In my PyTorch CUDA extension, I require an atomicAdd. But I get the following error:
error: no instance of overloaded function "atomicAdd" matches the argument list argument types are: (c10::Half *, c10::Half)
The kernel is dispatched using PyTorch’s AT_DISPATCH_FLOATING_TYPES_AND_HALF macro; it only compiles when I change it to AT_DISPATCH_FLOATING_TYPES, indicating that it works with float and double, but not the half datatype.
int atomicAdd(int* address, int val);
unsigned int atomicAdd(unsigned int* address,
unsigned int val);
unsigned long long int atomicAdd(unsigned long long int* address,
unsigned long long int val);
float atomicAdd(float* address, float val);
double atomicAdd(double* address, double val);
__half2 atomicAdd(__half2 *address, __half2 val);
__half atomicAdd(__half *address, __half val);
__nv_bfloat162 atomicAdd(__nv_bfloat162 *address, __nv_bfloat162 val);
__nv_bfloat16 atomicAdd(__nv_bfloat16 *address, __nv_bfloat16 val);
If c10::Half is compatible to one of those types, you can just use typecasts. Otherwise, you need to implement your own compare-and-swap-based atomicAdd.

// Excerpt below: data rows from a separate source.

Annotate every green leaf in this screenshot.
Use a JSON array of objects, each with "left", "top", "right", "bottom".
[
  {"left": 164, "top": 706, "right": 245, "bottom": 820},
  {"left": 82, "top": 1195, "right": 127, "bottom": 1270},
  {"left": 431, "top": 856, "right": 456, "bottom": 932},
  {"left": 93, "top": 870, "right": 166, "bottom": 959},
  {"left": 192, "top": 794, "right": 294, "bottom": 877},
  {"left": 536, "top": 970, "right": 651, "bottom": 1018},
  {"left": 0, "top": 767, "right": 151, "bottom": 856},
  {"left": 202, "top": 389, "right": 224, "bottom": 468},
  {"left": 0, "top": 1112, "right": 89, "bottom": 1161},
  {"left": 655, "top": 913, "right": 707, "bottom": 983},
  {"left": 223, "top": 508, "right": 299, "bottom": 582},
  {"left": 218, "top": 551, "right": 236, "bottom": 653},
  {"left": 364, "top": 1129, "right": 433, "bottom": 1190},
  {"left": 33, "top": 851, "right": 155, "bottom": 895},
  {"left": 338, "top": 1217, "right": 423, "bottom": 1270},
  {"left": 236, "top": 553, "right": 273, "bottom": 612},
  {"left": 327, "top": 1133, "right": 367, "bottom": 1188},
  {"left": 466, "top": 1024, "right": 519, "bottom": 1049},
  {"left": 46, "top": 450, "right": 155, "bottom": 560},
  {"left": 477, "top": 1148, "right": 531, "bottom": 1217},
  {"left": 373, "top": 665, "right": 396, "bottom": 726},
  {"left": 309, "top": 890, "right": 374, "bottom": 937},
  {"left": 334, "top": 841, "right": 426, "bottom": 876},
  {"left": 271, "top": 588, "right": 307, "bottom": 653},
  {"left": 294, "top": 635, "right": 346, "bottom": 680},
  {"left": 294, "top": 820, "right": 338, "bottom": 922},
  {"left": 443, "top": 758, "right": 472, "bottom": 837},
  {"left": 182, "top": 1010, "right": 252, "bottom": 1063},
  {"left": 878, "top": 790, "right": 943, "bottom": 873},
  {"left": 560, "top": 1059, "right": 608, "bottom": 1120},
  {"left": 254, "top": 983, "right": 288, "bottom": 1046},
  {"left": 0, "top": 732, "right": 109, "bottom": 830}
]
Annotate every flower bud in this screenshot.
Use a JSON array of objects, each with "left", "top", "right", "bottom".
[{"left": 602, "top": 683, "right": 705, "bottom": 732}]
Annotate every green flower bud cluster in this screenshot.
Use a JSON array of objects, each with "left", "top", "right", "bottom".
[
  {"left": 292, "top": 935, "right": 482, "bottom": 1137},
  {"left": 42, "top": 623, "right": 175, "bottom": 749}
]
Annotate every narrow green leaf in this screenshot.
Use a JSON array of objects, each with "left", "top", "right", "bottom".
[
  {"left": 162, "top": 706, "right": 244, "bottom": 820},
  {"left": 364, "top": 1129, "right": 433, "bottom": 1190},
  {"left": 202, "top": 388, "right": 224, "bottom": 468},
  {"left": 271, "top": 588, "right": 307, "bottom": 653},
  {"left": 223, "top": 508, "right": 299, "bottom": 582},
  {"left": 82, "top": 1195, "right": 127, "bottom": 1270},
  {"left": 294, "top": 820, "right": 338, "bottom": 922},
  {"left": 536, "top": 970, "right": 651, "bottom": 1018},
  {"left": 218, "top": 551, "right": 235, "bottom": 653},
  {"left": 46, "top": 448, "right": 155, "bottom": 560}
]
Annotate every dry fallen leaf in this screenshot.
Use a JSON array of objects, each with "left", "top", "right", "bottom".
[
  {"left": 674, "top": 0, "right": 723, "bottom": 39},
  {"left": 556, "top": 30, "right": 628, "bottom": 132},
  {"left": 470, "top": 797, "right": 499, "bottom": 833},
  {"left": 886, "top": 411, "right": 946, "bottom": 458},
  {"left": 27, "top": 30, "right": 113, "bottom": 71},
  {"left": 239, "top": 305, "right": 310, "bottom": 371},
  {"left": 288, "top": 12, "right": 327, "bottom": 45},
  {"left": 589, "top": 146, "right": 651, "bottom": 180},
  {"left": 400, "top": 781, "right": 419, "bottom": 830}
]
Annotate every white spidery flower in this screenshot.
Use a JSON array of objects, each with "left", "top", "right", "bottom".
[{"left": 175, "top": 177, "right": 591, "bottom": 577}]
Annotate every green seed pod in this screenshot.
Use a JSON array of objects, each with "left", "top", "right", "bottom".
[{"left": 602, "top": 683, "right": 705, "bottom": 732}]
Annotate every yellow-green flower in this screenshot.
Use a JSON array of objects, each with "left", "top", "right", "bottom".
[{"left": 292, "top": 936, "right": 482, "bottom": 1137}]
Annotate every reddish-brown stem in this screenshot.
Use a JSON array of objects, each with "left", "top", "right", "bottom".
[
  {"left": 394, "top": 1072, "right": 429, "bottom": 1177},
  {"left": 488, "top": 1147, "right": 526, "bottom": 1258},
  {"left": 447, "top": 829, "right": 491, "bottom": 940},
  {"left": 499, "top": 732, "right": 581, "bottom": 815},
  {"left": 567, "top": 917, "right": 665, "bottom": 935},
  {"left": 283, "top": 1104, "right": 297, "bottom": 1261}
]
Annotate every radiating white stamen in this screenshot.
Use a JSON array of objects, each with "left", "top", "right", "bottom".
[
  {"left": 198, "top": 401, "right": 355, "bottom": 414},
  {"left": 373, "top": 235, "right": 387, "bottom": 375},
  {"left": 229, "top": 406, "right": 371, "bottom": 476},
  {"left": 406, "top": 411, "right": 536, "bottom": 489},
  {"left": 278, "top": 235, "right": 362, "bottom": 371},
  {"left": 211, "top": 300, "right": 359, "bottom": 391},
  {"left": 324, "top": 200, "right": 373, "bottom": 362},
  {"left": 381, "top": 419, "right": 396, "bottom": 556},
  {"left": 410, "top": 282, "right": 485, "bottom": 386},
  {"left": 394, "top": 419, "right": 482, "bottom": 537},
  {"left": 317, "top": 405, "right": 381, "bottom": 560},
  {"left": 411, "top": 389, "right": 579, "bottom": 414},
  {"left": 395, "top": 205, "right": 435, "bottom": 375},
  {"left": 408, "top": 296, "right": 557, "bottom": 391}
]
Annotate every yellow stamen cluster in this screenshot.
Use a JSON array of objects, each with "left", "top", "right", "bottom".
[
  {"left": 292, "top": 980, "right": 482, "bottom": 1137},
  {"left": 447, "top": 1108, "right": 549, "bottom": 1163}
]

Thank you for the answer! That link was helpful. It says:
The 16-bit __half floating-point version of atomicAdd() is only supported by devices of compute capability 7.x and higher.
I had already tried overloading the function and then casting to __half in the case where scalar_t == c10::Half. But it turns out that my GeForce GTX 1070 does not support __half atomicAdd(__half *address, __half val) as it has compute capability 6.1 as shown here.
Do you know of a way to work around the issue? How do I implement my own atomicAdd for__half values?